Compiled from arXiv by Chenxi Liu et al., Heart of Machine.
In the past, neural network architectures were largely developed manually by human researchers, a time-consuming and error-prone process. Automatic neural architecture search (NAS) technology liberates human work and improves model efficiency. In large-scale image classification, automated models have surpassed those designed by humans.
Auto-deeplab, proposed by Fei-Fei Li and his colleagues at Stanford University, outperforms many of the industry’s best models in image semantic segmentation, and even achieves the performance of pre-trained models without pre-training. Auto-deep AB develops continuous relaxation of discrete architectures that perfectly match the hierarchical architecture search space, significantly improving the efficiency of architecture search and reducing computing power requirements.
Deep neural networks have been successful in many ARTIFICIAL intelligence tasks, including image recognition, speech recognition, machine translation and so on. Although better optimizers [36] and normalization techniques [32, 79] have played an important role, much of the progress is due to the design of neural network architectures. In computer vision, this applies to image classification and intensive image prediction.
More recently, with the democratization of AutoML and AI, there has been a great deal of interest in the architecture of automated design neural networks, which do not rely heavily on expert experience and knowledge. More importantly, last year, the Neural Architecture Search (NAS) succeeded in finding network architectures that surpass human design architectures in large-scale image classification tasks [92, 47, 61].
Image classification is a good starting point for NAS because it is the most basic and well-studied advanced recognition task. In addition, the presence of relatively small benchmark data sets (e.g., CIFAR-10) in the research area reduces computation and speeds up training. However, image classification should not be the end of NAS, and the current success suggests that it can be extended to even more demanding areas. In this paper, we study neural architecture search for semantic image segmentation. This is an important computer vision task that assigns labels, such as “person” or “bicycle,” to each pixel of an input image.
Simply transplanting image classification is not enough for semantic segmentation. In image classification, NAS usually uses transfer learning from low resolution images to high resolution images [92], while the optimal framework for semantic segmentation must operate on high resolution images. This suggests that this study needs :(1) a more relaxed and generic search space to capture architectural variants resulting from higher resolution; (2) More efficient architecture search technology, because higher resolution requires more computation.
The author notes that modern CNN designs generally follow a two-level hierarchical structure, in which the outer network controls changes in spatial resolution and the inner cell level architecture manages specific hierarchical computing. The vast majority of current research on NAS follows this two-level, hierarchical design, but only automates the search for the inner network and manually designs the outer network. This limited search space is a problem for dense image prediction, which is sensitive to changes in spatial resolution. Therefore, in this study, the author proposes a lattice network-level search space, which can enhance the common unit-level search space first proposed in [92] to form a hierarchical architecture search space. The goal of this study is to jointly learn a good combination of repeatable unit structure and network structure for semantic image segmentation.

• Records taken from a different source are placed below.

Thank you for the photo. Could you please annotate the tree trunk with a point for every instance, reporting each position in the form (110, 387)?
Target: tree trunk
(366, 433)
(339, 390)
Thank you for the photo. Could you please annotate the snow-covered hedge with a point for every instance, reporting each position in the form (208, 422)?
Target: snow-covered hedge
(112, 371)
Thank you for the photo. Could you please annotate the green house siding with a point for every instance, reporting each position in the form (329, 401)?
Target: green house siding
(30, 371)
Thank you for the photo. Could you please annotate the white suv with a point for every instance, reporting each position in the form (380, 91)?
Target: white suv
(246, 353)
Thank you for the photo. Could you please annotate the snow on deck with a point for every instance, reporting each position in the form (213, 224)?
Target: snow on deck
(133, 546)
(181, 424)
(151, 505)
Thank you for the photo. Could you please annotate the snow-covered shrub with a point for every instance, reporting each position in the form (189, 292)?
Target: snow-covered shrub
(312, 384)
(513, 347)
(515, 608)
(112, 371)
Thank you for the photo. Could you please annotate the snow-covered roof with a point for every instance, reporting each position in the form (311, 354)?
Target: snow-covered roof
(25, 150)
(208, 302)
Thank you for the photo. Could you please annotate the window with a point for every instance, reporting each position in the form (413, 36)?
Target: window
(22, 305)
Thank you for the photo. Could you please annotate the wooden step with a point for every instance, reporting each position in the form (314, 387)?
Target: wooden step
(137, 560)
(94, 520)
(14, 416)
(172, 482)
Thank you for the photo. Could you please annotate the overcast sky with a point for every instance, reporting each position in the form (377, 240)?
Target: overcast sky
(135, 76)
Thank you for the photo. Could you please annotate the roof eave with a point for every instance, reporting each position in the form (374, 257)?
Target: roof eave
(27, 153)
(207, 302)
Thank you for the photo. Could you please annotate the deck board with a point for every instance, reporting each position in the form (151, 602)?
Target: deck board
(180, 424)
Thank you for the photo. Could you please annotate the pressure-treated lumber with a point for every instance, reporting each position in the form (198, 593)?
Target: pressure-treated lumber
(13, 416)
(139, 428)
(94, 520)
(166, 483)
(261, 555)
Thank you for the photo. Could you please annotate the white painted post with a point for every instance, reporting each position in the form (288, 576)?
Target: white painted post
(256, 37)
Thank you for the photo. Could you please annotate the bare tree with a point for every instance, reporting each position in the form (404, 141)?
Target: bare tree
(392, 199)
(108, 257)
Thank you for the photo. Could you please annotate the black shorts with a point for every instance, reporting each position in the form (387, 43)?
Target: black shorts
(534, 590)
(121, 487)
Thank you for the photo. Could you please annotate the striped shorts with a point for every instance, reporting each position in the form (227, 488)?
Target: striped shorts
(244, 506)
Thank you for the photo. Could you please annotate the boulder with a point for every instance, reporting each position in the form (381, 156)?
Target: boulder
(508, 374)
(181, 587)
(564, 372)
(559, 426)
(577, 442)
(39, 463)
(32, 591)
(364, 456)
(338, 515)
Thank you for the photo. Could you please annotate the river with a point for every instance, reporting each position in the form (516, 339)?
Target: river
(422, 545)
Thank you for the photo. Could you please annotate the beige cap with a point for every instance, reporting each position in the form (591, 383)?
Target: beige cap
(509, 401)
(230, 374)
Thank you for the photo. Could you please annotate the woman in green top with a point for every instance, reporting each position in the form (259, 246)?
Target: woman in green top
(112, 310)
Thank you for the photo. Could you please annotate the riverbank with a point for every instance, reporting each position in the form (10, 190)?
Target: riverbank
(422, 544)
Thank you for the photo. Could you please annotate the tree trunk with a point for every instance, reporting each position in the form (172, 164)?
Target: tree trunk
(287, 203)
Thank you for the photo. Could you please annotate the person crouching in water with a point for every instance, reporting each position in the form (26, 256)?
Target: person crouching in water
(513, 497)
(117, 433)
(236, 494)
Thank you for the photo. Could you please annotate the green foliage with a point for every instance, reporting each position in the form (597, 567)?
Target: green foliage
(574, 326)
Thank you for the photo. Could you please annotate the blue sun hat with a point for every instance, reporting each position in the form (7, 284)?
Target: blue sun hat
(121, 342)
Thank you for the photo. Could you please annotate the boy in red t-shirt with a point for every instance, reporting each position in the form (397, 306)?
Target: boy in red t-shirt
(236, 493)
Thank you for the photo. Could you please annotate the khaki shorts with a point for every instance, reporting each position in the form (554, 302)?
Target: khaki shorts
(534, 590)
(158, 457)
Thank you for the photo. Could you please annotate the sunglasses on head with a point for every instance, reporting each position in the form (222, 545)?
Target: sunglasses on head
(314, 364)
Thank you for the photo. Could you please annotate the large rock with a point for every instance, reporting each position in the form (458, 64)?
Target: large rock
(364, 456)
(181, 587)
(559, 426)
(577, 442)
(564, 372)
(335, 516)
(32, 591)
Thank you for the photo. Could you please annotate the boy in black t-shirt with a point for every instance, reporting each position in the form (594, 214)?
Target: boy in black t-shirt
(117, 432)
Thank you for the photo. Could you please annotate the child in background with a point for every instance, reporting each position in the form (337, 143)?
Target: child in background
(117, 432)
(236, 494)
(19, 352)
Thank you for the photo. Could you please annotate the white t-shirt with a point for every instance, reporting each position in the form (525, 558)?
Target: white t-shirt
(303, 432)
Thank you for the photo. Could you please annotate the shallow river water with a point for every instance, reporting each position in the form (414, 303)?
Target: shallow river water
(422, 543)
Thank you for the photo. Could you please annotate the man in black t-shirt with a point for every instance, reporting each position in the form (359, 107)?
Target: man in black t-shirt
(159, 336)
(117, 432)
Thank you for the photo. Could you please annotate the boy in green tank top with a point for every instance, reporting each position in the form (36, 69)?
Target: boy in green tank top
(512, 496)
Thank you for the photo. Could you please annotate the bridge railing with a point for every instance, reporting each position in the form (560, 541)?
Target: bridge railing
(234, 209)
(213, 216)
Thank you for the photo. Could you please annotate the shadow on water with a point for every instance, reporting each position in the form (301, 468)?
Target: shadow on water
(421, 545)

In terms of architectural search methods, reinforcement learning and evolutionary algorithms tend to be computationally intensive, even on low-resolution data sets ciFAR-10, so they are not well suited for semantic image segmentation tasks. Inspired by the NAS differentiable formula [68, 49], this study developed continuous relaxation of discrete architectures that perfectly matched the search space of layered architectures. Hierarchical architecture search is implemented by stochastic gradient descent. When the search terminates, the best cell architectures are greedily decoded, and the best network architectures are efficiently decoded by the Viterbi algorithm. The authors searched directly for architecture on 321×321 images cropped from the Cityscapes dataset. The search is very efficient, taking just 3 days on a P100 GPU.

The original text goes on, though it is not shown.